Duas mulheres russas seguiam no voo que faz ligação de Moscovo a São Petersburgo, quando repararam que, no mesmo voo, seguia o deputado Vitaly Milonov, conhecido por redigir leis anti-gays na Rússia. As duas mulheres decidiram então, em sinal de protesto, beijarem-se na boca e fotografarem o beijo, com o deputado em fundo. 

A fotografia foi publicada no Instagram e tornou-se viral. Uma das mulheres que se identifica como «Kseniya Infinity», escreveu na descrição da imagem:

«Quem é o homem lá atrás? MILONOV. E nós não damos uma ****. Vamos viajar até o nosso clube favorito, Infinty.»
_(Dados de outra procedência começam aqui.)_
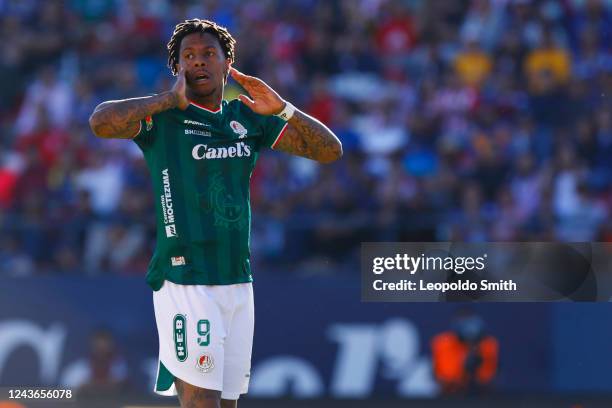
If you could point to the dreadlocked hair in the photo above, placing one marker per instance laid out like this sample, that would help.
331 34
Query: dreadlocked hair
197 25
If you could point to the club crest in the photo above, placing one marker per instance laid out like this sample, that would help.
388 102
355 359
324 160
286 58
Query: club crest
238 129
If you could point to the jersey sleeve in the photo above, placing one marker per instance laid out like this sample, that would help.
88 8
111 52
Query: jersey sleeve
146 134
273 130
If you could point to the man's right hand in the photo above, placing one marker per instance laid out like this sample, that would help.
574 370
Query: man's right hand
179 90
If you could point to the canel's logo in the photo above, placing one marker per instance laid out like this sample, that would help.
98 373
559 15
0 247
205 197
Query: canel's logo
203 152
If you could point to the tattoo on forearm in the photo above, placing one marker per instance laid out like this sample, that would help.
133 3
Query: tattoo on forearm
307 137
120 119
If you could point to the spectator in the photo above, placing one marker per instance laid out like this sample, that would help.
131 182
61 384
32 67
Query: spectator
465 358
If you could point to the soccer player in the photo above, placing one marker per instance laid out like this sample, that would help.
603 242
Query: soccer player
201 151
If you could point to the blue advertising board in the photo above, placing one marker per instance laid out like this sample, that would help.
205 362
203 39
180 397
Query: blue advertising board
313 338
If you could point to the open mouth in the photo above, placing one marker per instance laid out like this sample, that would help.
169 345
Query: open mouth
201 77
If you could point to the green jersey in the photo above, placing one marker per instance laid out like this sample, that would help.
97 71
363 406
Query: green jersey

O protesto acontece depois de Milonov apresentar um projeto de lei que proíbe o casamento entre pessoas do mesmo sexo na Rússia. Vitaly Milonov é um legislador conhecido pela sua campanha contra os direitos dos homossexuais e é um dos nomes que esteve na origem da lei anti propaganda gay aprovada em 2013, por Vladimir Putin.

Depois do incidente, Kseniya carregou mais fotos para a rede social russa «VKontakte» com a descrição do que tinha acontecido no avião. A mulher refere que Milonov tapou a cara com o tablet que levava, quando se apercebeu do que estava a acontecer. A activista afirma:

«Muitas pessoas fizeram-me perguntas sobre a minha última publicação: vocês beijaram-se mesmo em frente a Milonov? Era Realmente Milonov? Poderá ser apenas alguém muito parecido com ele? E muito mais. A minha resposta é esta: Sim, era realmente Milonov. Ele estava sentado a um canto mesmo atrás de nós», de acordo com a tradução do site de notícias «Meduza»
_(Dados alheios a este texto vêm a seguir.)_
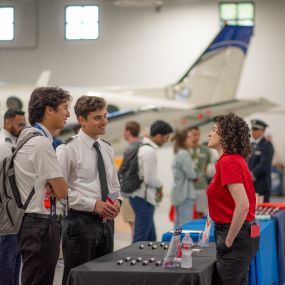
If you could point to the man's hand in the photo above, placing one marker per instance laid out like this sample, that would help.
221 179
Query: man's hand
105 209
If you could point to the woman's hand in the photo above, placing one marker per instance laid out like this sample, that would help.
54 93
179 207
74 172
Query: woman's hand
229 242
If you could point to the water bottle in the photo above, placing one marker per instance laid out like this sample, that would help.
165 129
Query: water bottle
187 243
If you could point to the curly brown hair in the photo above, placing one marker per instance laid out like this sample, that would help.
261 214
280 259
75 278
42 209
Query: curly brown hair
234 133
42 97
86 104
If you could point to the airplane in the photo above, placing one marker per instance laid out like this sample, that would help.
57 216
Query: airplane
207 88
A mulher acrescenta ainda:

«Durante todo o voo de Moscovo a São Petersburgo, Milonov não nos disse nada. Nós acenamos o photoshoot na frente dele e ele escondeu-se atrás do tablet quando percebeu o que se passava. Nós estamos muito felizes. Ele provavelmente não tanto. Mas quem se importa?»
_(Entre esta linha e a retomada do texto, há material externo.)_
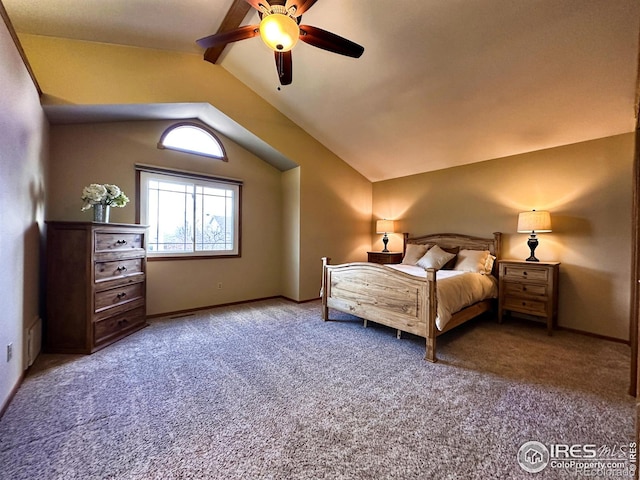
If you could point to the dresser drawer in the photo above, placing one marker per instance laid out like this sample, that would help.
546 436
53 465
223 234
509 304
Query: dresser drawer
115 241
118 296
525 272
113 326
109 270
523 305
523 289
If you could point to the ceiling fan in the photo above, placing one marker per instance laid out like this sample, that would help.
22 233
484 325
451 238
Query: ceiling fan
280 29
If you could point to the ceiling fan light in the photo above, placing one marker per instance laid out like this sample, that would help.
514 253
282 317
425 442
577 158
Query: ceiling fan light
279 32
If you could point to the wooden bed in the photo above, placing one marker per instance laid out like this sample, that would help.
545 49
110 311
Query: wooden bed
399 300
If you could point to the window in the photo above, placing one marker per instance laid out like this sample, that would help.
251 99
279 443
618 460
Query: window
189 214
192 138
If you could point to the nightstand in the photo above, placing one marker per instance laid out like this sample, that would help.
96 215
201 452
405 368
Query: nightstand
384 257
530 288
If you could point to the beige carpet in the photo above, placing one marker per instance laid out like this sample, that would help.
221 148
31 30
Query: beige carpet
267 390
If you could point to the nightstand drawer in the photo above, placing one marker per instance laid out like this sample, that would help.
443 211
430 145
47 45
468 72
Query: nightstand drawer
523 305
384 257
523 289
522 272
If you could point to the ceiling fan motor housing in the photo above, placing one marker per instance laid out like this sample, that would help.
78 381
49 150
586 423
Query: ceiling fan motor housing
278 29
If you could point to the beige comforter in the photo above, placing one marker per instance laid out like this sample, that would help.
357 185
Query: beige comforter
455 290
Mais tarde, Milonov disse à agência de notícias «Flashnord» que as mulheres «fizeram-me um monte de caretas, fotografaram-se e correram para o fundo do avião até terminar o voo». O mesmo chama as mulheres de «malucas» e «idiotas». Disse também que tem pena dos pais que as educaram.

No ano passado, o político chamou uma vez mais a atenção dos ativistas, quando apelou a que o presidente-executivo da empresa Apple, Tim Cook, não recebesse autorização para entrar na Rússia depois deste ter assumido a sua homossexualidade.

Os internautas reagiram à notícia nas redes sociais, apoiando a ação das mulheres.